Explication. — Lorsqu’il doit pleuvoir, l’air est plus chargé de vapeurs, par conséquent plus pesant ; par conséquent il doit faire hausser le baromètre ; ce qu il fallait démontrer.

Autre fait à expliquer. — L’hiver est la saison où la grêle doit principalement tomber.

Explication. — L’atmosphère étant plus froide en hiver, il est évident que c’est surtout dans cette saison que les gouttes de pluie doivent se congeler jusqu’à se durcir en traversant l’atmosphère ; ce qu il fallait démontrer.
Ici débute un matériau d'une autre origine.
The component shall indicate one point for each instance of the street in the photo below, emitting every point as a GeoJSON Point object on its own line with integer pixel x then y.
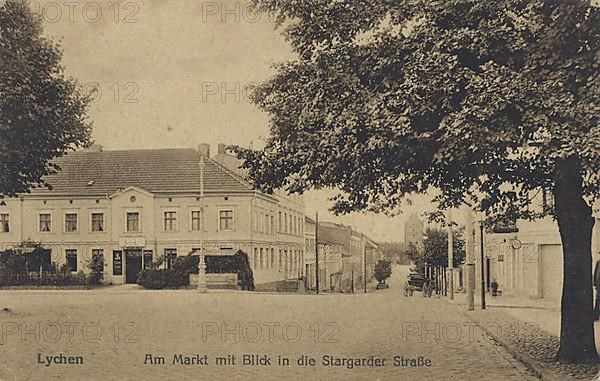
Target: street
{"type": "Point", "coordinates": [126, 333]}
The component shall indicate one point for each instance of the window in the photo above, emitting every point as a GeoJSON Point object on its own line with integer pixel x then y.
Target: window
{"type": "Point", "coordinates": [133, 222]}
{"type": "Point", "coordinates": [45, 222]}
{"type": "Point", "coordinates": [280, 260]}
{"type": "Point", "coordinates": [98, 260]}
{"type": "Point", "coordinates": [262, 259]}
{"type": "Point", "coordinates": [196, 220]}
{"type": "Point", "coordinates": [4, 223]}
{"type": "Point", "coordinates": [71, 222]}
{"type": "Point", "coordinates": [170, 221]}
{"type": "Point", "coordinates": [170, 255]}
{"type": "Point", "coordinates": [147, 259]}
{"type": "Point", "coordinates": [226, 220]}
{"type": "Point", "coordinates": [280, 221]}
{"type": "Point", "coordinates": [97, 222]}
{"type": "Point", "coordinates": [71, 256]}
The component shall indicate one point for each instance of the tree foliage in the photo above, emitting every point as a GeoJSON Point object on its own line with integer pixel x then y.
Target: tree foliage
{"type": "Point", "coordinates": [42, 113]}
{"type": "Point", "coordinates": [485, 102]}
{"type": "Point", "coordinates": [478, 99]}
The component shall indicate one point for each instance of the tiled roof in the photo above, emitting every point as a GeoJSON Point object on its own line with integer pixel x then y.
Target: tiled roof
{"type": "Point", "coordinates": [88, 173]}
{"type": "Point", "coordinates": [335, 234]}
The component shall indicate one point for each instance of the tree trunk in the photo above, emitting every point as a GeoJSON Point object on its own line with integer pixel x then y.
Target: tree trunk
{"type": "Point", "coordinates": [575, 223]}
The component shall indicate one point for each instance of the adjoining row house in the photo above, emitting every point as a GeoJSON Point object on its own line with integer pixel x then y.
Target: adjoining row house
{"type": "Point", "coordinates": [133, 207]}
{"type": "Point", "coordinates": [345, 256]}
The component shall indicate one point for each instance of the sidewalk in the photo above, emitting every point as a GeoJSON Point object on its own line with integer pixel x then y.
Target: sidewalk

Par malheur pour ces explications, les faits y sont absolument opposés. Le baromètre baisse pour annoncer la pluie, et la grêle tombe bien plus souvent en été qu’en hiver. Cependant je ne vois pas ce qu’on pourrait objecter aux explications précédentes ; et il faut convenir que cette réflexion est fort encourageante pour les physiciens qui veulent et qui croient rendre raison des phénomènes de la nature.

Je n’apporterai pas un plus grand nombre d’exemples, par la trop grande facilité qu’il y aurait à les multiplier ; mais après avoir donné un modèle d’explications physiques des faits non existans, j’en vais donner un des raisonnemens par lesquels les philosophes prétendent décider qu’un fait est impossible, prescrire des bornes à la nature, et lui dire comme Dieu à la mer : Tu iras jusqu’ici et tu n’avanceras pas plus loin.

Question. — On demande s’il est possible qu’un pépin de fruit mis en terre produise au bout d’un certain nombre d’années un arbre du même genre que celui d’où le fruit a été tiré.

Réponse. — Il est évident que cela est impossible ; comment le moins peut-il produire le plus ? à moins qu’on ne veuille donner le démenti à l’axiome, que le tout est plus grand que sa partie.

  1. Ceci peut servir de développement à ce qui est dit à la fin de l’art. XX, Physique générale.